C If JOBB = 'G', this array is not referenced.
C
C LDR INTEGER
C The leading dimension of array R.
C LDR >= MAX(1,M) if JOBB = 'B' and FACT = 'N' or 'C';
C LDR >= MAX(1,P) if JOBB = 'B' and FACT = 'D' or 'B';
C LDR >= 1 if JOBB = 'G'.
C
C L (input) DOUBLE PRECISION array, dimension (LDL,M)
C If JOBL = 'N' (and JOBB = 'B'), the leading N-by-M part of
C this array must contain the cross weighting matrix L.
C If JOBL = 'Z' or JOBB = 'G', this array is not referenced.
C
C LDL INTEGER
C The leading dimension of array L.
C LDL >= MAX(1,N) if JOBL = 'N';
C LDL >= 1 if JOBL = 'Z' or JOBB = 'G'.
C
C E (input) DOUBLE PRECISION array, dimension (LDE,N)
C If JOBE = 'N', the leading N-by-N part of this array must
C contain the matrix E of the descriptor system.

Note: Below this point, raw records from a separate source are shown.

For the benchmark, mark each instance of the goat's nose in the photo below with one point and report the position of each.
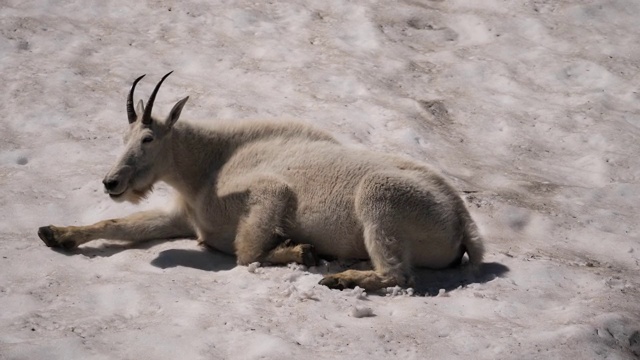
(110, 185)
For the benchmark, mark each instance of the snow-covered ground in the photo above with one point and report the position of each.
(530, 108)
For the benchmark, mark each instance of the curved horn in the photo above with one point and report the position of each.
(146, 117)
(131, 112)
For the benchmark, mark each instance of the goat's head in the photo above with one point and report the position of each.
(146, 149)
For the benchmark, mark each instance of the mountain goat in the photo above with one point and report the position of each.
(280, 192)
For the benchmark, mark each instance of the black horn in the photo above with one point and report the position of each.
(131, 112)
(146, 117)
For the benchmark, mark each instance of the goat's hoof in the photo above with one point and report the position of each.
(308, 254)
(48, 235)
(337, 282)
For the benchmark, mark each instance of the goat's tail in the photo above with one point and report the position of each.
(472, 242)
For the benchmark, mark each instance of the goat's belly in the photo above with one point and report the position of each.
(337, 238)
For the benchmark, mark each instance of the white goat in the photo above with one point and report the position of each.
(280, 192)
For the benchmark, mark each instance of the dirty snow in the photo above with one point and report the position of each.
(530, 108)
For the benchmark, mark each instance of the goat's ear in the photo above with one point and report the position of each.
(175, 112)
(140, 107)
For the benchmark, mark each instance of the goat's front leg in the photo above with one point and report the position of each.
(142, 226)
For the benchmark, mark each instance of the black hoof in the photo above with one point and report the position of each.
(309, 256)
(337, 283)
(46, 235)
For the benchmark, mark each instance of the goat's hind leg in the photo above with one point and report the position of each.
(262, 234)
(378, 208)
(142, 226)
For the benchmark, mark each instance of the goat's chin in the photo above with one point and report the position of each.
(133, 196)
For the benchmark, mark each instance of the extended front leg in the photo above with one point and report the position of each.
(142, 226)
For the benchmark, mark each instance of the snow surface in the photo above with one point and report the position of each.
(530, 108)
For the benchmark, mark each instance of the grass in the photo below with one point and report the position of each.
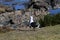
(46, 33)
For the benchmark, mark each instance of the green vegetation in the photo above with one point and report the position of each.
(46, 33)
(50, 20)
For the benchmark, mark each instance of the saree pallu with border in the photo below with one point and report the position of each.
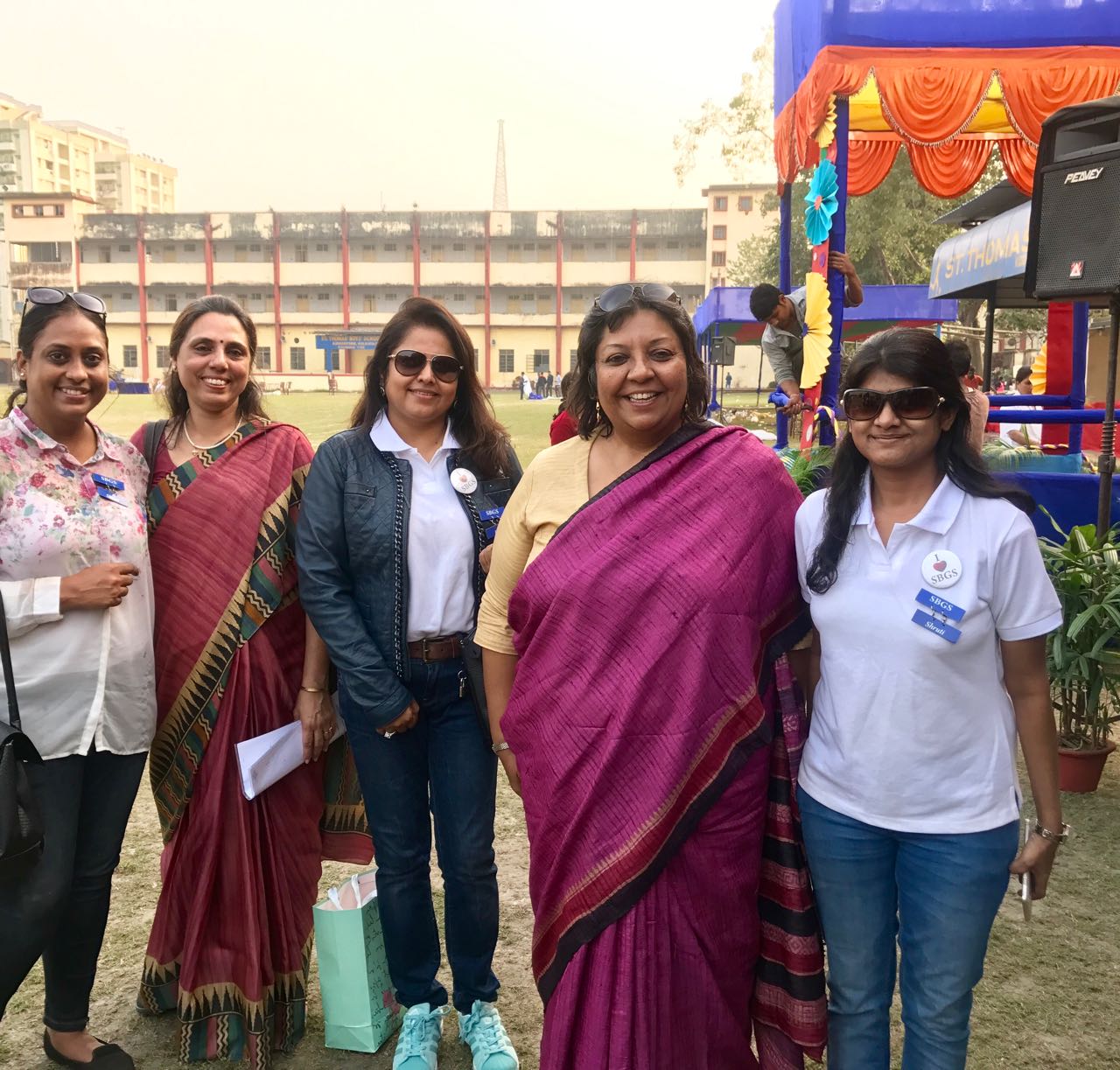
(655, 723)
(230, 947)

C If JOBE = 'I', E is taken as identity and this array is
C not referenced.
C
C LDE INTEGER
C The leading dimension of array E.
C LDE >= MAX(1,N) if JOBE = 'N';
C LDE >= 1 if JOBE = 'I'.
C
C AF (output) DOUBLE PRECISION array, dimension (LDAF,*)
C The leading 2N-by-2N part of this array contains the
C matrix A in the matrix pencil.
C f
C Array AF must have 2*N+M columns if JOBB = 'B', and 2*N
C columns, otherwise.
C
C LDAF INTEGER
C The leading dimension of array AF.
C LDAF >= MAX(1,2*N+M) if JOBB = 'B',
C LDAF >= MAX(1,2*N) if JOBB = 'G'.
C
C BF (output) DOUBLE PRECISION array, dimension (LDBF,2*N)
C If DICO = 'D' or JOBB = 'B' or JOBE = 'N', the leading
C 2N-by-2N part of this array contains the matrix B in the
C f
C matrix pencil.
C The last M zero columns are never constructed.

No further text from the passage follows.